In [7]:
import sys
from pathlib import Path

# add project root to PYTHONPATH
PROJECT_ROOT = Path("..").resolve()
if str(PROJECT_ROOT) not in sys.path:
    sys.path.append(str(PROJECT_ROOT))

import utils.evaluation_tools as evaluation_tools

import pandas as pd
import numpy as np


# SIM1 Feature Choice

In SIM1 we were supposed to find frames with the characters: Kermit, StatlerWaldorf and Fozzoe Bear. 

**In visual domain**, 

- we focused on "Kermit" and "Fozzie Bear". 
- For Kermit, 'green_mask' and 'eye_blob' features aee used. He have a distinctive green color and there is a black curve in his eye blobs veside a black dot in the middle, adding these 2 up we find him.
- As for the Fozzie Bear, his skin color is light brown and a unique texture, so 'brown_rhythm' pattern is used to locate his frames.
<br>
<br>

**In Audio Domain:**
- Walderf and Statler do not have specific visual features but have unique voice eatures, so visual domain feature space focus more on them.

In [8]:
CHAR_COLS = ["Kermit", "StatlerWaldorf"]
KEY_COLS = ["Video", "Frame_number"] 

audio_pred = pd.read_csv("../data/processed/preds/audio_sim1_pred.csv")   
visual_pred = pd.read_csv("../data/processed/preds/visual_sim1_pred.csv") 

df = audio_pred.merge(
    visual_pred,
    on=KEY_COLS,
    suffixes=("_audio", "_visual"),
    how="inner"
)

# fused scores
weights = {
    "Kermit": (0.6, 0.4),          # (audio_w, visual_w)
    "StatlerWaldorf": (0.2, 0.8),
}

for ch in CHAR_COLS:
    wa, wv = weights[ch]
    df[f"{ch}_score"] = wa*df[f"{ch}_score_audio"] + wv*df[f"{ch}_score_visual"]
    df[f"{ch}_present"] = (df[f"{ch}_score"] >= 0.5).astype(int)

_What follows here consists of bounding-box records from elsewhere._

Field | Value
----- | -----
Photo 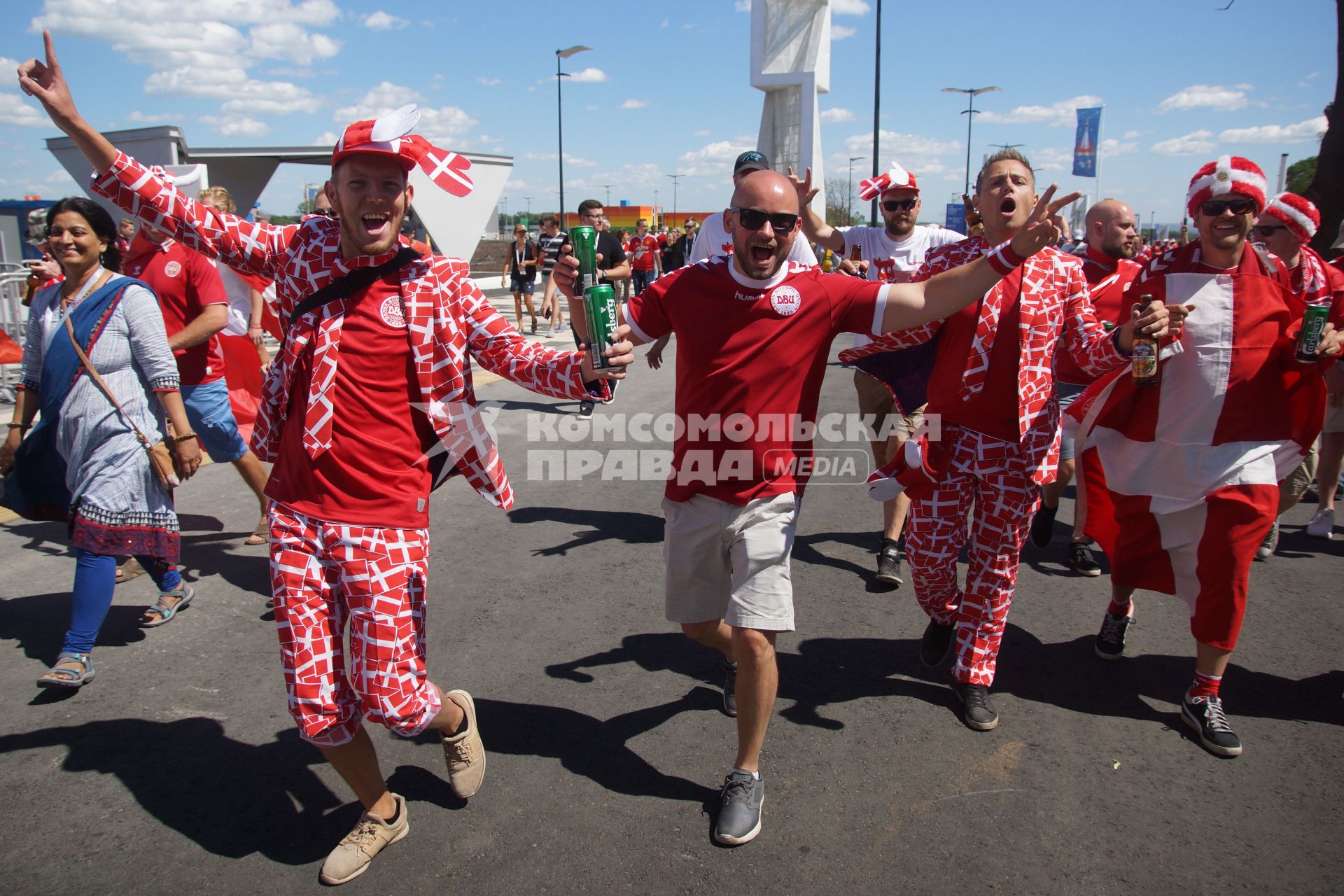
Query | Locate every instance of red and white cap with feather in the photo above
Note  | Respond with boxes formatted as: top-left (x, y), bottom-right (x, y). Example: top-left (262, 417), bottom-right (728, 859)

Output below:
top-left (859, 162), bottom-right (919, 202)
top-left (1265, 193), bottom-right (1321, 243)
top-left (332, 104), bottom-right (472, 196)
top-left (1185, 156), bottom-right (1268, 218)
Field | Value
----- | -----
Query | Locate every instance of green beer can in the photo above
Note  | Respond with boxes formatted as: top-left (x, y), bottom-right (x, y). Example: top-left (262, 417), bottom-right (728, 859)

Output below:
top-left (1297, 305), bottom-right (1331, 364)
top-left (570, 227), bottom-right (596, 291)
top-left (583, 287), bottom-right (617, 371)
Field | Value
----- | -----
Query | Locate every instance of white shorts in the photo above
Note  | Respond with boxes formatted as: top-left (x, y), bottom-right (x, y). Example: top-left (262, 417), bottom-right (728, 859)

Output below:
top-left (663, 491), bottom-right (798, 631)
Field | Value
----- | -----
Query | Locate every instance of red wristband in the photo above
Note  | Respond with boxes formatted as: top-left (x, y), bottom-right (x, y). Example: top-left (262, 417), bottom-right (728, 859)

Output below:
top-left (986, 241), bottom-right (1027, 276)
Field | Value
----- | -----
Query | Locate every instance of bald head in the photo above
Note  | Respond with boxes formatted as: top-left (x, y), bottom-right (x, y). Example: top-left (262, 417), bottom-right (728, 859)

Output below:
top-left (1086, 199), bottom-right (1135, 258)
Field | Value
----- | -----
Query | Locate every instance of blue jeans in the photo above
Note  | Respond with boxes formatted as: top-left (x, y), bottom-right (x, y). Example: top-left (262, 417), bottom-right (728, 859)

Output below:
top-left (60, 548), bottom-right (181, 653)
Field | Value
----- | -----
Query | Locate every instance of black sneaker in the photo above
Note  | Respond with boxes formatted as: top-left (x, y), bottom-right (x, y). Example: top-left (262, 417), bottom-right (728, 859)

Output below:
top-left (957, 681), bottom-right (999, 731)
top-left (1093, 612), bottom-right (1134, 659)
top-left (1180, 690), bottom-right (1242, 756)
top-left (876, 545), bottom-right (906, 589)
top-left (1068, 541), bottom-right (1100, 578)
top-left (723, 659), bottom-right (738, 719)
top-left (714, 771), bottom-right (764, 846)
top-left (1031, 504), bottom-right (1059, 548)
top-left (919, 620), bottom-right (957, 666)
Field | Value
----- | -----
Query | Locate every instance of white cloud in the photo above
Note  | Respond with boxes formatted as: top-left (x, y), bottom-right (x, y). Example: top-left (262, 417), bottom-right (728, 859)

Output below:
top-left (332, 80), bottom-right (476, 141)
top-left (196, 115), bottom-right (270, 137)
top-left (364, 9), bottom-right (410, 31)
top-left (1148, 129), bottom-right (1218, 156)
top-left (976, 94), bottom-right (1102, 127)
top-left (1157, 85), bottom-right (1252, 111)
top-left (834, 130), bottom-right (964, 177)
top-left (1218, 115), bottom-right (1328, 144)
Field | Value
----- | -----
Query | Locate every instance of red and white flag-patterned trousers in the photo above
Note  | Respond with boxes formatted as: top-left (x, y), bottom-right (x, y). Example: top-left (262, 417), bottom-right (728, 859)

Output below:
top-left (270, 504), bottom-right (442, 747)
top-left (906, 426), bottom-right (1040, 685)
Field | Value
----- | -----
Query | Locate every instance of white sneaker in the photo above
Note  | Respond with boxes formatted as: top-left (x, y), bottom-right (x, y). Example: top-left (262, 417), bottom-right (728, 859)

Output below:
top-left (1306, 507), bottom-right (1335, 539)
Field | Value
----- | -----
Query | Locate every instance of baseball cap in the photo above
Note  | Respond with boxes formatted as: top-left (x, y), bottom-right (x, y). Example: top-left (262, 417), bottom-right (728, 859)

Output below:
top-left (732, 149), bottom-right (770, 174)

gt = pd.read_csv("../data/processed/feature_spaces/visual_sim1.csv")[KEY_COLS + CHAR_COLS]
gt = gt.merge(df[KEY_COLS + [f"{c}_score" for c in CHAR_COLS] + [f"{c}_present" for c in CHAR_COLS]],
              on=KEY_COLS, how="inner")

metrics_fused, overall_fused = evaluation_tools.evaluate_multiclass(
    y_true_df=gt[CHAR_COLS],
    y_pred_df=gt,
    characters=CHAR_COLS
)

print("Overall MAP (Fused):", overall_fused)


Mean Average Precision (MAP) per character:
Kermit: MAP=0.763
StatlerWaldorf: MAP=0.645

Overall MAP (all characters): 0.704
Overall MAP (Fused): 0.7039134973211246


In [16]:
df_out = gt[["Video", "Frame_number"] + 
            [f"{c}_score" for c in CHAR_COLS] + 
            [f"{c}_present" for c in CHAR_COLS]]

df_out.to_csv("../data/processed/preds/fused_sim1_pred.csv", index=False)

# Multimodal Fusion: Discussion and Conclusions

To overcome the limitations of unimodal approaches, we applied a late fusion strategy combining audio-based and visual-based predictions. Instead of concatenating features at an early stage, we fused the prediction scores from independently trained audio and visual models. This approach allows each modality to contribute according to its strengths and avoids issues related to feature scale mismatch and dimensionality imbalance.

Importantly, the fusion strategy was designed in a character-oriented manner. For Kermit, audio information was given a higher weight, as his voice provides strong discriminative cues. For Statler & Waldorf, visual information was emphasized, since these characters are visually distinctive but difficult to separate using audio alone. This character-specific weighting reflects the actual properties of the data and leads to more interpretable results.

The fusion results show a substantial improvement over both unimodal baselines. After fusion, the MAP increased to 0.76 for Kermit and 0.65 for Statler & Waldorf, with an overall MAP of approximately 0.70. This clearly demonstrates that combining modalities significantly improves detection performance and robustness.

These results confirm that audio and visual modalities provide complementary information. Audio helps resolve ambiguities when a character is speaking but not clearly visible, while visual features help in scenes with background noise, overlapping speech, or silent character presence. By combining both sources, the system is able to reduce false positives and false negatives that occur in unimodal settings.

# Final Remarks

In conclusion, the experiments show that multimodal fusion is essential for reliable character detection in complex video material such as The Muppet Show. Audio-only and visual-only approaches each have clear limitations, but when combined in a principled way, they achieve significantly better and more balanced performance. The character-oriented fusion strategy used in this project provides an effective and interpretable solution that aligns well with the requirements and goals of SIM1.